Die Überraschungslösung in der Kiste

Für ökologisch bewußte Menschen gibt es Biogemüse im Abo / Bäuerinnen in Buchholz liefern das ganze Jahr, kaufen aber im Winter ein Drittel zu / Nur einheimische Knollen und Blätter  ■ Von Doris Maassen

Was kommt nächste Woche in den Kochtopf? Wer ein Gemüseabo hat, ist freitags klüger. Dann nämlich liefern die Buchholzer Biobäuerinnen ihre Abokiste nach Berlin. Fast zweihundert Berliner WGs, Familien und Einzelpersonen kaufen von ihnen jede Woche die Katze im Sack.

Das System ist einfach: die KundInnen abonnieren – mit Mindestabozeit und Kündigungsfrist, wie bei anderen Abos auch –, und die Bäuerinnen stellen die wöchentliche Mischung zusammen und liefern sie an Verteilstellen in der Nähe ihrer Kundschaft aus. „Inzwischen sind unsere Touren ganz schön lang geworden“, erzählt Ruth Kleinöder, eine der beiden Bäuerinnen.

Morgens um sechs geht es los. Hinter Tempelhofer Gartentüren laden sie ihre Fracht ebenso ab wie in Kreuzberger Fabriketagen oder Schöneberger Stadtteilzentren. Gemüse nach Saison, aber auf Wunsch auch Eier aus dem eigenen Stall oder Honig vom Nachbarn sind in den Kisten zu finden. Noch sind die Bäuerinnen aus Buchholz nach eigenen Angaben die einzigen in Brandenburg, die ganzjährig Gemüsekisten liefern. „Das könnten eigentlich viel mehr Höfe machen. Eine Konkurrenz wären wir für einander kaum, weil es darum geht, einen festen Kundenstamm aufzubauen, und Berlin ist groß genug“, wirbt Ruth Kleinöder für ihr Konzept. Andernorts, zum Beispiel in den Niederlanden, ist das Aboprinzip schon weit verbreitet.

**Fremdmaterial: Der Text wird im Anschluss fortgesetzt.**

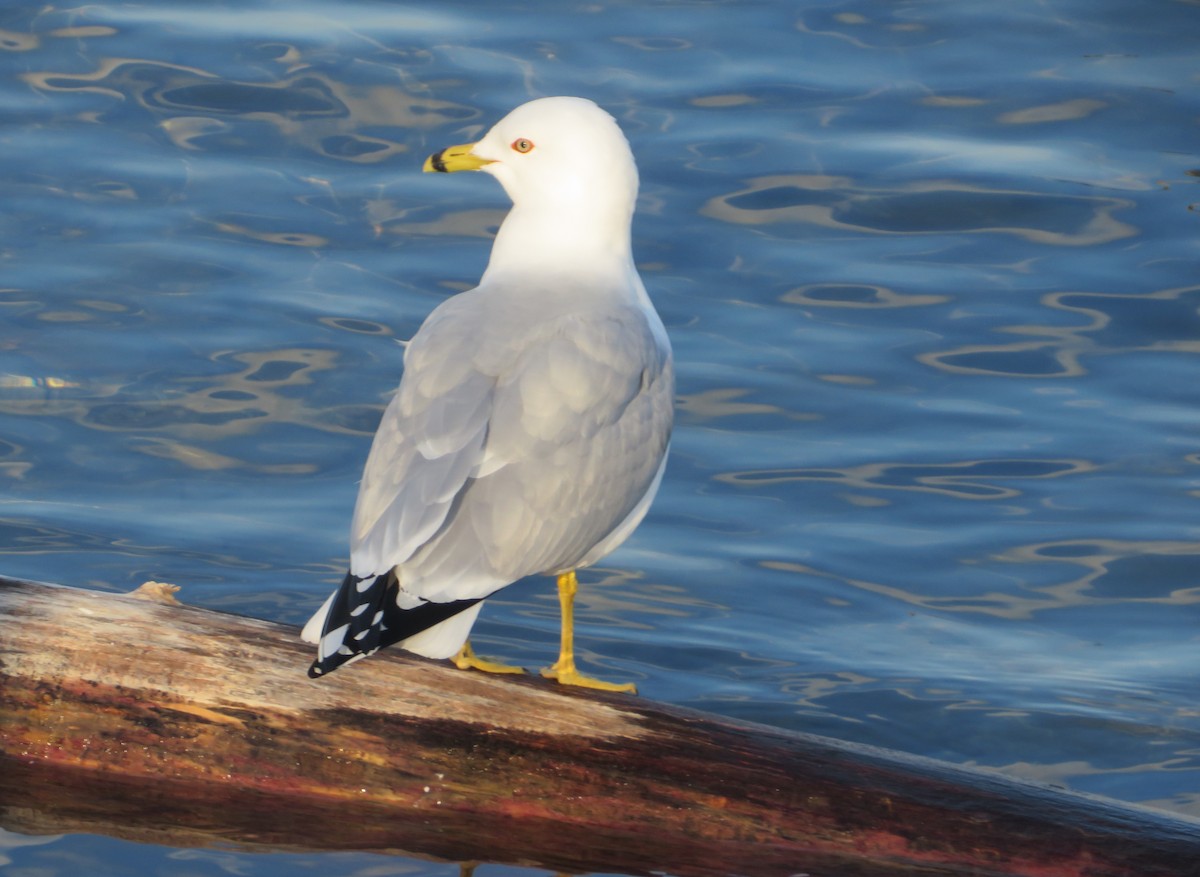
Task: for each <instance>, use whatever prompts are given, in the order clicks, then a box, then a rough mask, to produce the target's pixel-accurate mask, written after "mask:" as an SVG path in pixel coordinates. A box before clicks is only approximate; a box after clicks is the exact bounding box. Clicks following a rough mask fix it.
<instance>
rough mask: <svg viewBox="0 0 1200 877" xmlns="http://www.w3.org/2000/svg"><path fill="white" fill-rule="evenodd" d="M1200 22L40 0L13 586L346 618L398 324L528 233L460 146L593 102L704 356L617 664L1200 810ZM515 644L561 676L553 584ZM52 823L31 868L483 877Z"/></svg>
mask: <svg viewBox="0 0 1200 877" xmlns="http://www.w3.org/2000/svg"><path fill="white" fill-rule="evenodd" d="M1198 19H1200V8H1198V6H1196V5H1195V4H1194V2H1188V1H1186V0H1178V1H1171V0H1156V1H1154V2H1151V4H1122V2H1116V0H1109V1H1106V2H1094V1H1090V2H1082V1H1081V0H1080V1H1063V2H1052V4H1032V2H1015V4H989V2H954V4H950V2H890V4H882V2H870V1H866V2H848V1H847V2H836V1H834V2H824V4H817V2H800V4H793V5H785V4H778V5H770V4H763V5H749V4H595V5H592V6H572V5H563V4H534V6H533V7H529V6H527V5H522V6H520V8H518V7H509V8H505V7H502V6H499V5H496V6H487V7H486V11H485V10H484V8H482V7H479V6H474V5H470V4H443V5H439V6H437V7H436V8H432V10H422V8H420V7H418V6H388V5H379V4H367V2H360V4H354V2H352V4H337V5H331V4H330V5H318V4H294V2H289V4H283V2H271V1H269V0H253V1H252V2H248V4H232V5H223V4H204V5H196V4H151V5H149V6H138V5H104V4H98V5H89V6H84V7H78V8H74V10H59V8H56V7H47V6H38V5H20V4H17V5H16V6H13V5H10V7H8V8H6V10H5V11H4V12H2V13H0V113H2V114H4V121H5V124H4V127H2V133H0V150H2V152H4V155H5V167H6V173H5V174H4V175H2V179H0V197H2V204H4V209H2V211H0V226H2V234H0V269H2V274H0V320H2V331H0V559H2V569H0V572H4V573H6V575H11V576H20V577H29V578H36V579H46V581H60V582H67V583H72V584H80V585H90V587H98V588H106V589H113V590H125V589H128V588H131V587H133V585H136V584H138V583H140V582H142V581H145V579H148V578H156V579H161V581H173V582H178V583H180V584H182V585H185V590H184V594H182V595H184V596H185V599H187V600H188V601H191V602H194V603H200V605H204V606H211V607H218V608H228V609H233V611H236V612H240V613H245V614H253V615H260V617H264V618H271V619H277V620H282V621H288V623H300V621H302V620H304V619H305V618H306V617H307V614H308V613H310V612H311V611H312V609H313V608H314V607H316V606H317V605H318V603H319V602H320V600H322V599H323V596H324V594H325V593H326V591H328V589H329V588H330V587H331V585H332V584H334V583H335V581H336V579H337V578H340V576H341V572H342V570H343V567H344V563H346V545H344V543H346V530H347V522H348V519H349V515H350V510H352V506H353V499H354V493H355V489H356V486H355V482H356V480H358V477H359V473H360V469H361V465H362V461H364V458H365V455H366V449H367V444H368V440H370V434H371V432H372V431H373V428H374V424H376V421H377V419H378V416H379V413H380V410H382V406H383V403H384V401H385V398H386V396H388V394H389V392H390V391H391V390H392V389H394V388H395V383H396V380H397V378H398V373H400V361H401V360H400V358H401V349H400V347H398V346H397V343H396V342H397V340H403V338H407V337H408V336H410V335H412V332H413V331H414V330H415V328H416V326H418V325H419V324H420V322H421V319H422V318H424V316H425V314H426V313H427V312H428V311H430V310H431V308H432V307H433V306H434V305H436V304H437V302H438V301H439V300H442V298H444V296H445V295H449V294H451V293H454V292H458V290H461V289H464V288H467V287H469V286H470V284H472V283H473V282H474V280H475V278H478V276H479V274H480V271H481V269H482V265H484V262H485V259H486V253H487V238H488V235H490V233H491V232H492V230H493V229H494V228H496V226H497V223H498V222H499V220H500V217H502V216H503V210H504V198H503V194H502V193H500V192H499V190H498V187H497V186H494V184H492V182H491V181H490V180H486V179H481V178H479V176H474V178H470V179H445V178H437V179H432V178H427V176H421V175H420V173H419V172H420V162H421V158H422V157H424V155H425V154H426V152H427V151H430V150H432V149H433V148H437V146H440V145H445V144H446V143H460V142H463V139H469V138H470V137H473V136H475V134H478V133H480V132H481V131H482V130H484V128H485V127H486V126H487V125H488V124H490V122H491V121H493V120H496V119H498V118H499V116H500V115H502V114H503V113H504V112H506V110H508V109H509V108H511V107H512V106H515V104H517V103H520V102H522V101H524V100H528V98H529V97H533V96H541V95H552V94H578V95H584V96H588V97H592V98H593V100H595V101H598V102H599V103H601V104H602V106H605V107H606V108H608V109H610V110H611V112H612V113H614V114H616V115H617V116H618V118H619V119H620V121H622V124H623V126H624V127H625V130H626V132H628V133H629V136H630V139H631V142H632V144H634V149H635V152H636V155H637V157H638V162H640V167H641V172H642V184H643V185H642V192H643V193H642V199H641V204H640V214H638V218H637V222H636V226H635V236H636V240H635V246H636V251H637V257H638V260H640V264H641V266H642V274H643V276H644V277H646V281H647V284H648V287H649V288H650V292H652V295H653V298H654V299H655V301H656V304H658V306H659V310H660V312H661V313H662V316H664V319H665V322H666V323H667V326H668V331H670V332H671V336H672V341H673V344H674V348H676V354H677V360H678V372H679V418H678V427H677V433H676V439H674V445H673V457H672V463H671V467H670V469H668V471H667V476H666V481H665V482H664V488H662V492H661V494H660V498H659V500H658V503H656V504H655V506H654V509H653V511H652V513H650V516H649V517H648V519H647V522H646V523H644V524H643V527H642V528H641V529H640V530H638V533H637V534H636V535H635V537H634V539H632V540H631V541H630V542H629V543H628V545H626V547H625V548H623V549H622V551H620V552H618V553H617V554H614V555H612V557H611V558H608V559H607V560H606V561H604V564H602V566H601V567H599V569H595V570H592V571H589V572H588V573H587V575H586V576H583V590H582V595H581V597H582V607H581V612H580V614H581V623H582V626H581V632H580V638H581V645H582V647H583V649H584V654H583V657H584V659H586V661H587V662H588V663H589V666H590V668H592V669H593V671H595V672H598V673H600V674H602V675H606V677H610V678H620V679H634V680H636V681H637V683H638V685H640V687H641V690H642V691H643V693H644V696H647V697H652V698H656V699H662V701H668V702H672V703H680V704H686V705H691V707H697V708H701V709H707V710H712V711H716V713H722V714H726V715H732V716H740V717H746V719H754V720H757V721H763V722H768V723H772V725H776V726H781V727H787V728H796V729H804V731H811V732H816V733H826V734H832V735H835V737H839V738H842V739H851V740H859V741H865V743H872V744H878V745H883V746H888V747H893V749H899V750H905V751H910V752H917V753H922V755H929V756H934V757H938V758H946V759H950V761H954V762H961V763H974V764H984V765H990V767H997V768H1001V769H1004V770H1007V771H1009V773H1013V774H1019V775H1022V776H1031V777H1036V779H1039V780H1046V781H1051V782H1058V783H1063V785H1067V786H1070V787H1074V788H1080V789H1086V791H1092V792H1099V793H1104V794H1109V795H1114V797H1116V798H1121V799H1126V800H1133V801H1142V803H1148V804H1152V805H1154V806H1160V807H1165V809H1169V810H1175V811H1178V812H1184V813H1190V815H1195V816H1200V708H1198V705H1196V704H1198V697H1196V691H1198V687H1196V667H1198V666H1200V575H1198V570H1200V515H1198V503H1200V404H1198V402H1200V382H1198V380H1196V377H1195V376H1196V362H1198V360H1195V359H1193V356H1195V355H1196V354H1198V353H1200V316H1198V307H1200V280H1198V277H1200V275H1198V274H1196V270H1195V265H1196V262H1198V258H1200V247H1198V244H1196V241H1198V240H1200V238H1198V230H1200V227H1198V222H1200V215H1198V204H1200V190H1198V188H1196V184H1198V181H1200V170H1198V168H1200V155H1198V148H1196V142H1198V140H1196V120H1198V118H1200V101H1198V92H1196V84H1198V68H1196V65H1195V46H1196V36H1198V35H1200V20H1198ZM476 630H478V633H479V644H480V647H481V649H482V650H485V651H486V653H488V654H497V655H503V656H504V657H505V659H510V660H515V661H520V662H523V663H524V665H527V666H530V667H538V666H541V665H545V663H547V662H548V661H550V660H551V657H552V655H553V649H554V639H556V635H557V605H556V601H554V599H553V593H552V588H551V585H550V583H548V582H547V581H528V582H524V583H521V584H518V585H515V587H514V588H511V589H509V590H505V591H504V593H503V594H502V595H500V596H499V597H498V599H496V600H493V601H491V602H490V605H488V607H487V609H486V612H485V613H484V617H482V620H481V621H480V624H479V626H478V627H476ZM4 847H5V849H6V852H2V853H0V854H4V855H6V857H7V858H8V859H11V860H12V863H13V864H12V865H10V867H11V869H12V872H13V873H14V875H16V873H32V870H36V869H49V870H50V871H65V872H76V871H77V870H78V867H79V866H80V865H79V863H80V861H85V863H86V870H89V871H90V872H92V873H125V872H132V871H137V872H140V873H148V872H174V871H176V870H178V869H179V867H184V866H185V865H182V864H181V861H184V860H186V867H187V869H188V872H190V873H191V872H194V873H202V875H216V873H222V872H227V871H235V872H238V873H264V875H276V873H280V875H282V873H293V872H296V871H304V870H313V871H317V870H319V871H320V872H322V873H325V872H329V871H330V869H332V870H335V871H337V872H340V873H359V872H362V873H366V872H368V871H370V872H371V873H383V872H389V873H390V872H400V871H403V872H404V873H413V872H416V873H427V875H452V873H456V870H455V869H452V867H450V866H443V865H437V864H431V863H421V861H415V860H407V859H400V858H396V859H389V860H386V863H388V864H386V865H383V870H379V869H380V861H379V860H377V859H374V858H372V857H354V855H338V857H317V855H307V857H298V855H283V854H280V855H269V857H245V855H239V854H236V853H228V852H194V851H172V849H166V848H157V847H137V846H134V845H127V843H120V842H116V841H112V840H104V839H88V837H67V839H62V840H54V841H50V842H41V840H38V839H35V842H32V843H30V845H24V841H20V840H19V839H18V840H14V841H12V842H10V841H7V840H5V841H4ZM8 847H11V848H8ZM22 869H24V871H23V870H22ZM505 870H506V869H500V867H498V866H492V870H491V871H487V872H490V873H497V872H503V871H505ZM485 871H486V869H485ZM508 871H514V872H516V871H517V869H508ZM522 873H523V872H522Z"/></svg>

Vor drei Jahren, als sie den Hof in der Nähe von Fürstenwalde pachteten, hatten es die Bäuerinnen Ruth Kleinöder und Isrid Andries nicht leicht, die Banken von ihren Plänen zu überzeugen. Es gibt an jeder Ecke Bioläden, dazu kommen die Food-Coops, wozu dann noch ein Gemüseabo? Daß die Bäuerinnen mit ihren Überraschungskisten inzwischen recht erfolgreich sind, hat verschiedene Gründe. Der erste große Vorteil des Abosystems: Was in die Kiste kommt, kann kaum frischer sein. Es wird kurz vor der Auslieferung geerntet und liegt weder beim Großhändler noch im Laden herum. Der zweite Grund: Der Inhalt der Abokiste richtet sich nach den Jahreszeiten und danach, was der hiesige Boden hergibt. Ein ziemlich großes Plus in Sachen Ökologie – selbst in Bioläden gibt es inzwischen Sommergemüse im Winter oder Früchte, die sommers wie winters nur in mediterranem Klima, aber nicht ohne weiteres in unseren Breitengraden gedeihen.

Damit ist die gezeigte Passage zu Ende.